I really didn’t enjoy this short story very much. It took a really long time before it did anything. I realize part of that is the nature of the story–building up characters and setting up the basis for the relationship–but it felt like half the story was just extraneous.
The crux of the story is that a boy’s mother has died. (For the first half of the story I was sure the main character was a girl, so I was quite shocked to find out otherwise). The boy was very close with his mother. His father was a joyful person while she was alive but in the short period since her death, the father has become very distant.
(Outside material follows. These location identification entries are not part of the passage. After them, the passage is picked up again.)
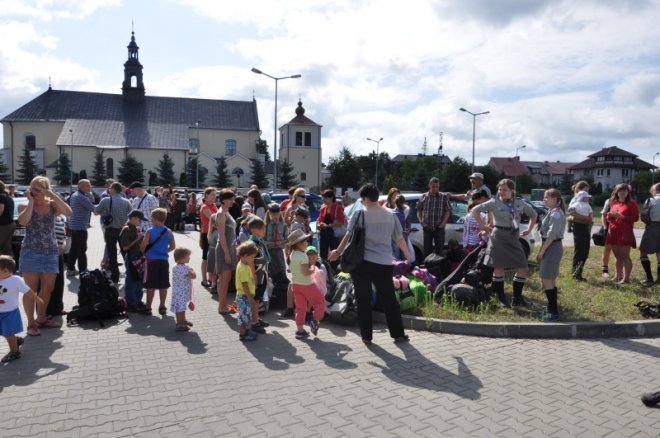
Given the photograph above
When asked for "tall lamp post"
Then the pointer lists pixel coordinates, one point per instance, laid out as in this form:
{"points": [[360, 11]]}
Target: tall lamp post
{"points": [[71, 163], [474, 125], [276, 79], [515, 177], [377, 148]]}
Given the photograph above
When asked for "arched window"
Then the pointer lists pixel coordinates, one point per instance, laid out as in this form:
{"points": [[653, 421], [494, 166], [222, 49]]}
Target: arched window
{"points": [[230, 148]]}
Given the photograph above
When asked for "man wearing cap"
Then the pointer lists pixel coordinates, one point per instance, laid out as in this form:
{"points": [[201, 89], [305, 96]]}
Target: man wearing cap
{"points": [[477, 184], [81, 208], [143, 201]]}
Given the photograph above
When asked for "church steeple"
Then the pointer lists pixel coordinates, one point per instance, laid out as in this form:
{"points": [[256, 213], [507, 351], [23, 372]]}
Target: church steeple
{"points": [[133, 87]]}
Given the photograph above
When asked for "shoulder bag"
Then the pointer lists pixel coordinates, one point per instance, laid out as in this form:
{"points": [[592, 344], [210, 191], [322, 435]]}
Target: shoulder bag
{"points": [[353, 254]]}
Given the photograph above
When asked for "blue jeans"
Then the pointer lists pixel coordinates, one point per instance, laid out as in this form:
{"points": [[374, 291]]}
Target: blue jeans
{"points": [[133, 284]]}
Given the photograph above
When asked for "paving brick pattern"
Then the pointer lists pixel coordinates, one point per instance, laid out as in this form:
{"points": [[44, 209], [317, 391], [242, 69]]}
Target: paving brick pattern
{"points": [[140, 378]]}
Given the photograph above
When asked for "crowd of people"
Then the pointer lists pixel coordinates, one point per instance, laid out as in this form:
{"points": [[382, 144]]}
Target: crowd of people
{"points": [[260, 245]]}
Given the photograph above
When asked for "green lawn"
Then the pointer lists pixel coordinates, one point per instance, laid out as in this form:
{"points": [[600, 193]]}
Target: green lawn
{"points": [[597, 299]]}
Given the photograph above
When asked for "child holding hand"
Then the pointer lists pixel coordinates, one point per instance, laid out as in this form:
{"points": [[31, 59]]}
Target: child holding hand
{"points": [[182, 277], [10, 317]]}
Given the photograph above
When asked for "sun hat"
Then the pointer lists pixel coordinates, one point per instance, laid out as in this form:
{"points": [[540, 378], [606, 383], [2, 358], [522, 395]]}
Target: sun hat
{"points": [[297, 236]]}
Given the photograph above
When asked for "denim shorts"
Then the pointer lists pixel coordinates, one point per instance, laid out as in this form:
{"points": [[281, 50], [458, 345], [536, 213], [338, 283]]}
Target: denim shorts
{"points": [[39, 260], [10, 323]]}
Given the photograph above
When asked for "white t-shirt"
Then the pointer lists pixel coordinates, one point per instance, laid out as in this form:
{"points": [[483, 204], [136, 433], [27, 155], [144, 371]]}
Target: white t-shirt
{"points": [[10, 287]]}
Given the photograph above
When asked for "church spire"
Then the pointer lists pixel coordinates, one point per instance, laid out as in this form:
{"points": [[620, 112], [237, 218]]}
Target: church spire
{"points": [[133, 87]]}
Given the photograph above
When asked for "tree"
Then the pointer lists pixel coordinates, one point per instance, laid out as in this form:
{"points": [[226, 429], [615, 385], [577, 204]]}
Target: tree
{"points": [[259, 177], [344, 170], [27, 167], [63, 170], [262, 148], [98, 172], [4, 170], [165, 170], [130, 170], [222, 179], [285, 176]]}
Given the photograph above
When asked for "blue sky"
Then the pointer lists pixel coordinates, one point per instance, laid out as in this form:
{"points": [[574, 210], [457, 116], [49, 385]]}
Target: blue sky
{"points": [[564, 78]]}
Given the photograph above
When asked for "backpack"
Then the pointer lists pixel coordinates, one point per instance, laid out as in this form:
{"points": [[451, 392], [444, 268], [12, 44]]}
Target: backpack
{"points": [[98, 299]]}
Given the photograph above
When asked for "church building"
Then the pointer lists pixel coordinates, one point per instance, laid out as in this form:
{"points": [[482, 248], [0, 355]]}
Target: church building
{"points": [[82, 124]]}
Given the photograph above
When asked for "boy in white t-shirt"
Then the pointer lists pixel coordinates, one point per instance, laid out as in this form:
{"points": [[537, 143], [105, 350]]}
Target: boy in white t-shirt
{"points": [[10, 317]]}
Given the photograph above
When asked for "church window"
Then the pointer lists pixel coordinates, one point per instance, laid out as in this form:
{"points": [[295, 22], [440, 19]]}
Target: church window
{"points": [[30, 142], [230, 147]]}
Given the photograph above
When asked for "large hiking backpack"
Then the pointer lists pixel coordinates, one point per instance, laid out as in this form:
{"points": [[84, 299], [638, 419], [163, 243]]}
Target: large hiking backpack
{"points": [[98, 299], [341, 306]]}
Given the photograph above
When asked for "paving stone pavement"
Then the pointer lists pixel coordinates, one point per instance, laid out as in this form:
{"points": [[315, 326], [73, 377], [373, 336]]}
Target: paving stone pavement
{"points": [[140, 378]]}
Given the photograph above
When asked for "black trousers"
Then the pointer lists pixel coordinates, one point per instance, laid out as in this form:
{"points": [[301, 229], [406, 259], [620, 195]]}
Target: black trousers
{"points": [[111, 241], [78, 250], [381, 277], [581, 243]]}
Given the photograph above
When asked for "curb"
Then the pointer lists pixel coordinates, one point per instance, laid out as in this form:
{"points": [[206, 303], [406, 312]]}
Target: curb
{"points": [[532, 330]]}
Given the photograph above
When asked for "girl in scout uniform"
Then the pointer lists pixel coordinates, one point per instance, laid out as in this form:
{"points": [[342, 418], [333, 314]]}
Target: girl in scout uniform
{"points": [[504, 250], [549, 257]]}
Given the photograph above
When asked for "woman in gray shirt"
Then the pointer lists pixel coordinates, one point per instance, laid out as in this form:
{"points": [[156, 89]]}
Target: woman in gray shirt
{"points": [[504, 250], [381, 228]]}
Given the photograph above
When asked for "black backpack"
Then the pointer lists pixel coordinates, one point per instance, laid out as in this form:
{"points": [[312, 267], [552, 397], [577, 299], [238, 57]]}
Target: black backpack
{"points": [[98, 299]]}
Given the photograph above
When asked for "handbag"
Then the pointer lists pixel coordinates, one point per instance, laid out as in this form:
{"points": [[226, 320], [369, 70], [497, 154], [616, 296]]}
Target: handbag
{"points": [[353, 254], [599, 237]]}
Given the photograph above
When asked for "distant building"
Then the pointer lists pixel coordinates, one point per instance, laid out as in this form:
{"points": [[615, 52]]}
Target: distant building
{"points": [[610, 166], [84, 123], [300, 145]]}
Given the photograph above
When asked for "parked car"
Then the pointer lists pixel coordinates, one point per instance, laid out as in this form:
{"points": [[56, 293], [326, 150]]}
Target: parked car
{"points": [[313, 201], [453, 229]]}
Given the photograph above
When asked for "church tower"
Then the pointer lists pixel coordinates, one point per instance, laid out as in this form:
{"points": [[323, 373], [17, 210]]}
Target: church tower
{"points": [[133, 87]]}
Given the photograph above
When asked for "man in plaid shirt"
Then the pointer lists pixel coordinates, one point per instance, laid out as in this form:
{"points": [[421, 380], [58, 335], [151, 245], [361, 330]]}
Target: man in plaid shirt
{"points": [[433, 212]]}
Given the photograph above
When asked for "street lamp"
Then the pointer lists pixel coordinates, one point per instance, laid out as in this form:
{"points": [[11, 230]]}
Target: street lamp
{"points": [[197, 156], [71, 164], [515, 177], [259, 72], [474, 124], [377, 148]]}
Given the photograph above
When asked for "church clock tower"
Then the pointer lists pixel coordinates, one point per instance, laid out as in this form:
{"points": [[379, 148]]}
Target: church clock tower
{"points": [[133, 87]]}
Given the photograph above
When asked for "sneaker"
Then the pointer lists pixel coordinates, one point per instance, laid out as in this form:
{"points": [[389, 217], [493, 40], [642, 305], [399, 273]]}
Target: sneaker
{"points": [[287, 314], [651, 398], [12, 355], [33, 330], [249, 336], [519, 302], [314, 326], [302, 334]]}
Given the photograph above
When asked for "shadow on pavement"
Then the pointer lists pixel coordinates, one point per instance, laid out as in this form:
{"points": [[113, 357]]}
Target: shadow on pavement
{"points": [[163, 327], [331, 353], [35, 362], [273, 350], [417, 371]]}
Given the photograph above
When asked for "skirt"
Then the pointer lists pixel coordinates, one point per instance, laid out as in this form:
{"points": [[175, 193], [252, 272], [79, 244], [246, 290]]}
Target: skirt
{"points": [[39, 260], [650, 243], [504, 250], [549, 266]]}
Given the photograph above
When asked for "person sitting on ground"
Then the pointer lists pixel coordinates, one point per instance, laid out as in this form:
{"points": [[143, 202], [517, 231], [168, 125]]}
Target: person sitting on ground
{"points": [[156, 245], [245, 289], [10, 317]]}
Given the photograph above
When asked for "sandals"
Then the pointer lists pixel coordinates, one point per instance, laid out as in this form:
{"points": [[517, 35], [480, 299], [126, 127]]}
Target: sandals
{"points": [[49, 323]]}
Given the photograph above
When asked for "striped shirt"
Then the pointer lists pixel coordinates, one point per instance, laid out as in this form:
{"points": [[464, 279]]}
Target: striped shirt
{"points": [[82, 208]]}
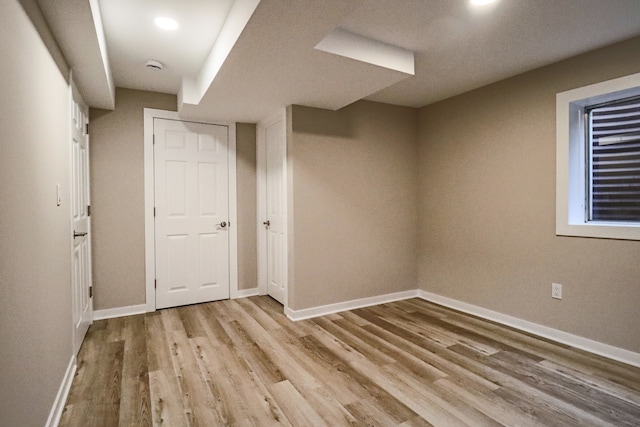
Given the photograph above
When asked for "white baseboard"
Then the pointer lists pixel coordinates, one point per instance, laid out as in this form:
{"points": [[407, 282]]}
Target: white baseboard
{"points": [[322, 310], [606, 350], [119, 312], [63, 393], [244, 293]]}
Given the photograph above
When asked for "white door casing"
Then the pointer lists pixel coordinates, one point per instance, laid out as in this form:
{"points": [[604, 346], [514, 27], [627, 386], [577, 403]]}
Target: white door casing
{"points": [[178, 258], [192, 218], [273, 208], [82, 301]]}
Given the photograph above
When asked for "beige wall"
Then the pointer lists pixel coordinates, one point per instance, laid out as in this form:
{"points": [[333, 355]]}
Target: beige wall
{"points": [[246, 192], [354, 213], [117, 197], [35, 236], [117, 192], [487, 207]]}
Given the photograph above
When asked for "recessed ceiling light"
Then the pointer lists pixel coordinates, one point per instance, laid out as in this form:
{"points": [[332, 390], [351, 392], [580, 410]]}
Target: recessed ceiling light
{"points": [[166, 23]]}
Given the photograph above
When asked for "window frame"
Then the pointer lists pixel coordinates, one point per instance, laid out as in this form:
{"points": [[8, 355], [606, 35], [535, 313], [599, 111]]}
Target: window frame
{"points": [[571, 160]]}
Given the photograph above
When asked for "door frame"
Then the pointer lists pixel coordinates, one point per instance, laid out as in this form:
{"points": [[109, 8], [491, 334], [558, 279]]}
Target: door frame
{"points": [[149, 187], [76, 96], [261, 187]]}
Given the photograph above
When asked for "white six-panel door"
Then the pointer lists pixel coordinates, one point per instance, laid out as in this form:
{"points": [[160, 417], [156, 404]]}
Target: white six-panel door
{"points": [[276, 209], [191, 212], [81, 247]]}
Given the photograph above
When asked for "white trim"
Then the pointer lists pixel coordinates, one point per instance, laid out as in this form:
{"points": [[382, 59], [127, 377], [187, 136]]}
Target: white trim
{"points": [[571, 194], [63, 392], [261, 204], [245, 293], [149, 232], [233, 213], [110, 313], [323, 310], [595, 347]]}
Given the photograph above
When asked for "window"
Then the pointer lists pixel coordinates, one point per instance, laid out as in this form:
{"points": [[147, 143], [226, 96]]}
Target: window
{"points": [[598, 160], [614, 161]]}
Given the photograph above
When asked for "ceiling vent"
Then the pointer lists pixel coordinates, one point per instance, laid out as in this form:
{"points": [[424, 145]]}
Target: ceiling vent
{"points": [[152, 64]]}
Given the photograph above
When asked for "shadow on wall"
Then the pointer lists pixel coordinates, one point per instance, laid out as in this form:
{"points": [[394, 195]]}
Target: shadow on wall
{"points": [[317, 121]]}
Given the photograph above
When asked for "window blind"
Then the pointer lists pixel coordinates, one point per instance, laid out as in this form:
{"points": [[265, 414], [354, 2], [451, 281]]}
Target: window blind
{"points": [[614, 181]]}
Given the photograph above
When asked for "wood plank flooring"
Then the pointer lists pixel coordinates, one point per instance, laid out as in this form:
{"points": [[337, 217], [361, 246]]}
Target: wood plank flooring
{"points": [[408, 363]]}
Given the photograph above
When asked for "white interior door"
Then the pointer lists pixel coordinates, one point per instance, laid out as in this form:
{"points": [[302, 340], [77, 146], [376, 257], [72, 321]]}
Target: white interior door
{"points": [[276, 209], [81, 248], [191, 212]]}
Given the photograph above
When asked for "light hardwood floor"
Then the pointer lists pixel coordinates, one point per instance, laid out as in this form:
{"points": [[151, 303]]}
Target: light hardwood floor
{"points": [[408, 363]]}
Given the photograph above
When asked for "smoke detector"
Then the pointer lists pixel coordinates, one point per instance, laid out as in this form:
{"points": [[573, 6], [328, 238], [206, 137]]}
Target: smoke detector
{"points": [[152, 64]]}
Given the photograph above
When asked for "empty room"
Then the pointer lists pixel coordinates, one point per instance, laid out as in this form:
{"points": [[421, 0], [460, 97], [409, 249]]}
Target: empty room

The only person the boy is close to is Naima, the maid.
The family lives in Egypt, and I am certain that my lack of understanding of Egyptian culture leads me to like this story less than I might.
The boy’s father had a life back in Egypt. Indeed when fat books about the Suez Canal are published, the father’s name is inevitably in the index. He had been a close advisor to the king who was an aristocrat forced into exile by the revolution.
Much of the middle of the story involved the mother’s illness, death and funeral. After the funeral his family offers to take the boy back with them but he says he couldn’t do that to Naima. Then we learn a little about Naima’s family and how she was acquired.
And that’s kind of it. If I knew more about Egyptian politics and history it may have been more impactful, but for me it was a long story about a parent dying and how a boy (who I thought was a girl) dealt with it.